The European Union has decisively escalated its regulation of large technology companies. The European Commission levied a €120 million fine against the social media platform X, formerly known as Twitter. This action marks the first major non-compliance decision under the landmark Digital Services Act, or DSA. The ruling immediately ignited a fierce political dispute with the United States administration.
The fine addresses three significant breaches of the DSA’s transparency rules. The primary violation concerns the platform’s paid blue checkmark system. Regulators found that this paid verification process deceives users. It allows anyone to purchase an authenticity badge without any meaningful background verification. This deceptive design, the Commission argues, exposes users to manipulation, scams, and impersonation fraud.

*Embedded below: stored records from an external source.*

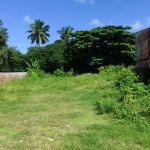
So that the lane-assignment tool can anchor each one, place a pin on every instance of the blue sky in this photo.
(80, 14)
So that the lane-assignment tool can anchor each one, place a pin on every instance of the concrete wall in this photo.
(5, 76)
(143, 48)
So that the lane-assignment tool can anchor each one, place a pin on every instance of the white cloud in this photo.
(28, 19)
(96, 22)
(148, 20)
(92, 2)
(137, 25)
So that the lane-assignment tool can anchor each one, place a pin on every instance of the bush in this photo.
(34, 69)
(133, 104)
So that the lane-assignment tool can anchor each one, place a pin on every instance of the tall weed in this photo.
(133, 104)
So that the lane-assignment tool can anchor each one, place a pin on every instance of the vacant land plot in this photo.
(57, 113)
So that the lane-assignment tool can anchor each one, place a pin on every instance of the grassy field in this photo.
(58, 113)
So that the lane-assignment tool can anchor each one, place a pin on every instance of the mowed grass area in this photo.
(58, 113)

The second breach relates to advertising transparency. The DSA requires platforms to maintain accessible ad repositories. These databases must allow researchers to scrutinize political campaigns, scams, and coordinated influence operations. The Commission found X’s ad repository lacks critical data. It also incorporates unnecessary access barriers and processing delays. This prevents researchers and the public from independently investigating advertising content.
The third violation involves researcher access to data. The DSA mandates that platforms provide eligible researchers with access to public data. This access is crucial for studying systemic risks on the platform, such as the spread of misinformation. X’s terms of service and complicated processes imposed unnecessary barriers. These rules effectively undermined essential independent research within the EU.
This enforcement action highlights the EU’s commitment to tech sovereignty. Officials stated the ruling defends user rights and promotes platform accountability. The Commission insists the fine targets a lack of transparency, not content or free speech.
The fine was quickly politicized across the Atlantic. Senior US officials, including the Vice President and the Secretary of State, criticized the decision. They accused the EU of targeting successful American companies and engaging in “censorship.” X’s owner, Elon Musk, publicly agreed with the US administration’s hardline stance. This transatlantic clash underscores the widening rift over digital governance.
The fine amount of €120 million represents a fraction of the maximum penalty possible under the DSA. The law permits fines up to six percent of a company’s global annual revenue for serious, repeated violations. The Commission calculated the penalty based on the severity and duration of X’s three transparency breaches.
X now faces immediate deadlines. The company must submit detailed compliance plans to the Commission within 60 to 90 days. Failure to address the violations could result in even larger, periodic penalty payments. The Commission’s wider investigation into X continues. This includes probes into the platform’s handling of illegal content and its content-promoting algorithms. The outcome of these broader investigations could potentially lead to far more substantial sanctions against the company.